Data store agents

Data store agents are a special type of Dialogflow agent that can provide LLM generated agent responses based on your website content and uploaded data.

To create this agent, you provide data stores when creating the agent.

A data store agent has special state handlers called data store handlers. Using these data store handlers, your data store agent can have conversations about the content with your end-users.

Limitations

The following limitations apply:

  • This feature currently only supports select languages in GA. See the data store column in the language reference.
  • Only the following regions are supported: global, us multi-region, and eu multi-region.
  • The only structured data store type supported is FAQ.
  • Apps with both chunked and non-chunked data stores are not supported.

Access control

If you are the project owner, you have all the permissions needed to create a data store agent. If you are not the project owner, you must have the following roles:

  • Dialogflow Admin
  • Discovery Engine Admin

For more information, see the Dialogflow access control guide.

Create a data store agent

To create a data store agent:

  1. If you have not already, follow the Dialogflow setup instructions.
  2. Go to the Agent Builder console:

    Agent Builder console

  3. Select your project from the console drop-down.

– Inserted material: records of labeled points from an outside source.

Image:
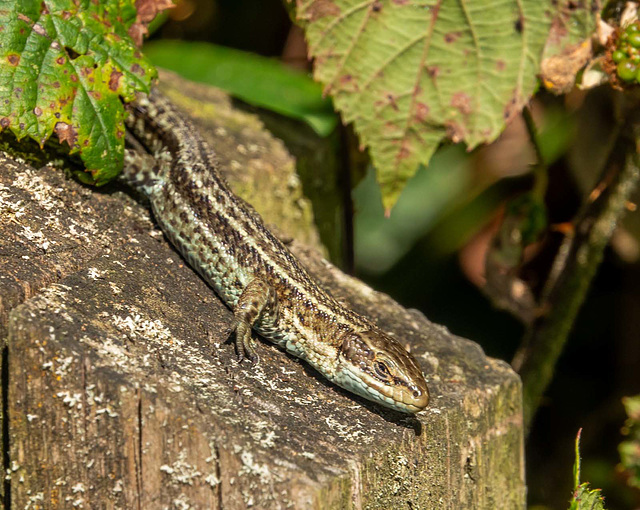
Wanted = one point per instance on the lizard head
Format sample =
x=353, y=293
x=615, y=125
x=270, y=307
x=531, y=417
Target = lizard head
x=376, y=367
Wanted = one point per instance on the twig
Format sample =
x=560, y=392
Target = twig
x=581, y=254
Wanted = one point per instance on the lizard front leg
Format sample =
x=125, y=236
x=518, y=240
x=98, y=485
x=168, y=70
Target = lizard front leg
x=258, y=302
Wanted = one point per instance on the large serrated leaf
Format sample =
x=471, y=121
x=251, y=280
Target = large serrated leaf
x=64, y=65
x=411, y=73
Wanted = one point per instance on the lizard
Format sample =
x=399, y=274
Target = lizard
x=225, y=240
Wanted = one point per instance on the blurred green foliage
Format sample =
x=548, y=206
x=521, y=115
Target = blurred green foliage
x=259, y=81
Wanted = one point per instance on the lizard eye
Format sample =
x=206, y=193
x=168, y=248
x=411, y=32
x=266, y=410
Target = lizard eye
x=381, y=370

  4. If you have not already activated the API, read and agree to the Terms of Service, then click Continue and activate the API.

  5. Click Create a New App or New App.

  6. Select Chat.

  7. Provide your company name in the Agent configurations section.

  8. Expand the time zone and language settings section.

  9. Select a time zone.

  10. Select a default language.

  11. Provide an agent name in the Your agent name section.

  12. Select a region or multi-region in the Location of your agent section.

  13. Click Continue.

  14. Connect a data store to your agent by doing one of the following:

    • Select an existing data store that you previously created.
    • Create a new data store:
      1. Click Create New Data Store.
      2. Choose a data source.
      3. Provide data and configuration for the data store source you selected. Your data store location should correspond to the agent location.
      4. Click Create to create the data store.
      5. Select your new data store.
  15. Click Create.

  16. Your agent is now created, and you are automatically redirected to the Available data stores page, where you can add more data stores as needed.

  17. If you have created a new data store for a website, you must verify your domain.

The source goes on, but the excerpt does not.